I sympathized with Brent, for I have been there. Thousands of husbands and wives have been there—emotionally empty, wanting to do the right thing, not wanting to hurt anyone, but being pushed by their emotional needs to seek love outside the marriage. Fortunately, I had discovered in the earlier years of my own marriage the difference between the “in love” experience and the “emotional need” to feel loved. Most in our society have not yet learned that difference.
The “in love” experience we discussed in chapter 3 is on the level of instinct. It’s not premeditated; it simply happens in the normal context of male-female relationships. It can be fostered or quenched, but it does not arise by conscious choice. It is short-lived (usually two years or less) and seems to serve for humankind the same function as the mating call of the Canada goose.
The “in love” experience temporarily meets one’s emotional need for love. It gives us the feeling someone cares, someone admires us and appreciates us. Our emotions soar with the thought that another person sees us as number one, that he or she is willing to devote time and energies exclusively to our relationship. For a brief period, however long it lasts, our emotional need for love is met. Our tank is full; we can conquer the world. Nothing is impossible. For many individuals, it’s the first time they have ever lived with a full emotional tank, and it’s euphoric.
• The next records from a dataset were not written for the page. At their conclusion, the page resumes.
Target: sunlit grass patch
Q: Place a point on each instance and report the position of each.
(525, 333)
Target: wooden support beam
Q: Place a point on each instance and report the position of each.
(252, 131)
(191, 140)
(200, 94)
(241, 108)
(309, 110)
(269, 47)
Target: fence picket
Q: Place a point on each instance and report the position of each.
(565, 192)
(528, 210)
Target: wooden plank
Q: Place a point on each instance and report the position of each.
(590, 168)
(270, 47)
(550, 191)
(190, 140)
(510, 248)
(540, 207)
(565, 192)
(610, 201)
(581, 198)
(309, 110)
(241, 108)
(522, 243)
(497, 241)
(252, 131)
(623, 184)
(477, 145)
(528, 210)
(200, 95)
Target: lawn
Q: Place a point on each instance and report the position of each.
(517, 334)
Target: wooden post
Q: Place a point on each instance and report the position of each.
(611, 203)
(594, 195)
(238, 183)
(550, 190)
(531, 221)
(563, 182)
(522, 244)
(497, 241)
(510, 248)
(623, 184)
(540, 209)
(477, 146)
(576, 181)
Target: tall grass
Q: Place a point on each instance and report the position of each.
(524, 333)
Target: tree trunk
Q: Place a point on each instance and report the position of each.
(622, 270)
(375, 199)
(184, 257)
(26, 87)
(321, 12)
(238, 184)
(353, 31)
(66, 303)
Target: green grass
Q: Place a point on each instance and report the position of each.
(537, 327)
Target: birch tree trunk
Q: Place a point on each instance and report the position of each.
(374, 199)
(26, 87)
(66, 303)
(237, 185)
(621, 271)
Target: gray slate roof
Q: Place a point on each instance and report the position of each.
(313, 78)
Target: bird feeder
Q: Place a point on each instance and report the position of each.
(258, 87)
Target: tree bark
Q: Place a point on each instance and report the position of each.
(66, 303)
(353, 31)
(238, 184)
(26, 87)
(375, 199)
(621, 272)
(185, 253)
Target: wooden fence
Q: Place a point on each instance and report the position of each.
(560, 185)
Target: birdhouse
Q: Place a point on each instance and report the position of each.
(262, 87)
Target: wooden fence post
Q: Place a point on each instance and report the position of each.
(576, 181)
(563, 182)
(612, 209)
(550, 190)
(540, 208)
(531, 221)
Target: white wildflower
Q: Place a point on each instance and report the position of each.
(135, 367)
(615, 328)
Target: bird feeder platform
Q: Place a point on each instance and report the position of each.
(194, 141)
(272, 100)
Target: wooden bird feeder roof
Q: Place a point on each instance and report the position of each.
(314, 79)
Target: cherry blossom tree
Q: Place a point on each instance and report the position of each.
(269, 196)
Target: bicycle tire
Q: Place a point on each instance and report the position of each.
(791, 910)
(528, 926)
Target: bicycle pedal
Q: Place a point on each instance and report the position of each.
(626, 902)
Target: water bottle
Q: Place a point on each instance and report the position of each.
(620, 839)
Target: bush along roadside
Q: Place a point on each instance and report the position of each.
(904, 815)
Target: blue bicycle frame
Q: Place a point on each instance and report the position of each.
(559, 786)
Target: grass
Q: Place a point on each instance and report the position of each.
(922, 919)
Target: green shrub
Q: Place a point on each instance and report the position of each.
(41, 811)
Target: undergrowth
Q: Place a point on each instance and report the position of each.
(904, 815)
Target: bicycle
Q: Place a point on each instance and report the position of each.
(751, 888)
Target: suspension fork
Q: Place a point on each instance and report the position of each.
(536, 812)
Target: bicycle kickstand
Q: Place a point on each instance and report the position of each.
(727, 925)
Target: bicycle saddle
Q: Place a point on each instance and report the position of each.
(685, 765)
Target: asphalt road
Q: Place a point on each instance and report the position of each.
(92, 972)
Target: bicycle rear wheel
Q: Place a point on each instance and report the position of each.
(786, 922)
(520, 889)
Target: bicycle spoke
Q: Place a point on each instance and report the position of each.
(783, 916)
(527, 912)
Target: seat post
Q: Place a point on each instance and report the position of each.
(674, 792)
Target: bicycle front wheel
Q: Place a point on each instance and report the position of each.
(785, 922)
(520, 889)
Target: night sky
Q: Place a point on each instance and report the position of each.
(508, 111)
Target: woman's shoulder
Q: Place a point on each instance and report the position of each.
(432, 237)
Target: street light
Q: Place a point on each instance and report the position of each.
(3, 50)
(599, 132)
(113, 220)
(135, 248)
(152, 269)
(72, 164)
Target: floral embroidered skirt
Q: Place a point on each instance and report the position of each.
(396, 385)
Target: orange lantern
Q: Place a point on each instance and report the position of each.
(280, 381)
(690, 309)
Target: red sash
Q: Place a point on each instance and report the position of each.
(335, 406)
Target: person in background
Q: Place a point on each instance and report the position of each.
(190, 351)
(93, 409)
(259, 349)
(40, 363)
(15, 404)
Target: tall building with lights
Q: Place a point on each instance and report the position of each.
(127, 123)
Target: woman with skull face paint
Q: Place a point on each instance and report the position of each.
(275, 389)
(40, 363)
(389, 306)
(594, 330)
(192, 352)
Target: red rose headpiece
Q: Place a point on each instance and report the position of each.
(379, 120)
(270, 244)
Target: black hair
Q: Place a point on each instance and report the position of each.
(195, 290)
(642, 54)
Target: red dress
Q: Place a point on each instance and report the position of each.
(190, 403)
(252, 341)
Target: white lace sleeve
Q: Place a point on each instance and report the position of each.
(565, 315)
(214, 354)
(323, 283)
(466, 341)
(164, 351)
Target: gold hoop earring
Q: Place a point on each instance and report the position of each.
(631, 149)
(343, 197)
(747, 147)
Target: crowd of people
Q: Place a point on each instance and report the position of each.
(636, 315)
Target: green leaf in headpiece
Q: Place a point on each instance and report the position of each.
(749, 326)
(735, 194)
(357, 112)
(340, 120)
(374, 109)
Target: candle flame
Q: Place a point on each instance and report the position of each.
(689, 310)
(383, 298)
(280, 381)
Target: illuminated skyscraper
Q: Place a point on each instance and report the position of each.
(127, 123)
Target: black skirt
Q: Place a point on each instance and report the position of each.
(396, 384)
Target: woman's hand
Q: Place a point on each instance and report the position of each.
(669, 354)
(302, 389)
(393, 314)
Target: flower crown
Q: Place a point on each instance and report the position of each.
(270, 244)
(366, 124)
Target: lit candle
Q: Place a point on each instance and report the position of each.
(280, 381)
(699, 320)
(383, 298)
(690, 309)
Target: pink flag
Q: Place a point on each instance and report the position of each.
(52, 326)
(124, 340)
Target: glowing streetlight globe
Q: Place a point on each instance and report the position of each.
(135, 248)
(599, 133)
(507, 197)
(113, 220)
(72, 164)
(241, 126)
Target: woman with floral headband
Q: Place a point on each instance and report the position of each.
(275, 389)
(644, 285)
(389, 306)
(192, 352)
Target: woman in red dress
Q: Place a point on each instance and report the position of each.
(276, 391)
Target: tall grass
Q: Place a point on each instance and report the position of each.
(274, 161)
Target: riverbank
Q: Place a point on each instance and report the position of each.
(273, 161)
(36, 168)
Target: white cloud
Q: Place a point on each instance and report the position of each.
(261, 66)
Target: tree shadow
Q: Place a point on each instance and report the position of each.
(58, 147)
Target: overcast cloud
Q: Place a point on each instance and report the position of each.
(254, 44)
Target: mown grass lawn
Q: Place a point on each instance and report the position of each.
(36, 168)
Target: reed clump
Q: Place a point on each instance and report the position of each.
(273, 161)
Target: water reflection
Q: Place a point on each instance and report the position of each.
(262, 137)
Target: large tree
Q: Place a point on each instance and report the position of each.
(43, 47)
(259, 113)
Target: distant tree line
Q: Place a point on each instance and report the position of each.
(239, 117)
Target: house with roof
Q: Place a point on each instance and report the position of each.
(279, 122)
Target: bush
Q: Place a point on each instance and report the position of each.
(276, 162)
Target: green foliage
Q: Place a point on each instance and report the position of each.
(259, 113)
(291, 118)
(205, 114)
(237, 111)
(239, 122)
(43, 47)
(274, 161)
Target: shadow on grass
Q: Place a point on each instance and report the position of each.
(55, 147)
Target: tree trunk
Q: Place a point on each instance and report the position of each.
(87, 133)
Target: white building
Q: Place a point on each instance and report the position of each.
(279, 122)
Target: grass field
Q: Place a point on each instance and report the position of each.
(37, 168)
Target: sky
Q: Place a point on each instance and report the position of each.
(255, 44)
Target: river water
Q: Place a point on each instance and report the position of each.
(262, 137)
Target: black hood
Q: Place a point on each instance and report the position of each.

In time, however, we come down from that natural high back to the real world. If our spouse has learned to speak our primary love language, our need for love will continue to be satisfied. If, on the other hand, he or she does not speak our love language, our tank will slowly drain, and we will no longer feel loved. Meeting that need in one’s spouse is definitely a choice. If I learn the emotional love language of my spouse and speak it frequently, she will continue to feel loved. When she comes down from the obsession of the “in love” experience, she will hardly even miss it because her emotional love tank will continue to be filled. However, if I have not learned her primary love language or have chosen not to speak it, when she descends from the emotional high, she will have the natural yearnings of unmet emotional need. After some years of living with an empty love tank, she will likely “fall in love” with someone else, and the cycle will begin again.
Meeting my wife’s need for love is a choice I make each day. If I know her primary love language and choose to speak it, her deepest emotional need will be met and she will feel secure in my love. If she does the same for me, my emotional needs are met and both of us live with a full tank. In a state of emotional contentment, both of us will give our creative energies to many wholesome projects outside the marriage while we continue to keep our marriage exciting and growing.
With all of that in my mind, I looked back at the deadpan face of Brent and wondered if I could help him. I knew in my heart he was probably already involved with another “in love” experience. I wondered if it was in the beginning stages or at its height. Few men suffering from an empty emotional love tank leave their marriage until they have prospects of meeting that need somewhere else.
Brent was honest and revealed he had been in love with someone else for several months. He had hoped the feelings would go away and he could work things out with his wife. But things at home had gotten worse, and his love for the other woman had increased. He could not imagine living without his new lover.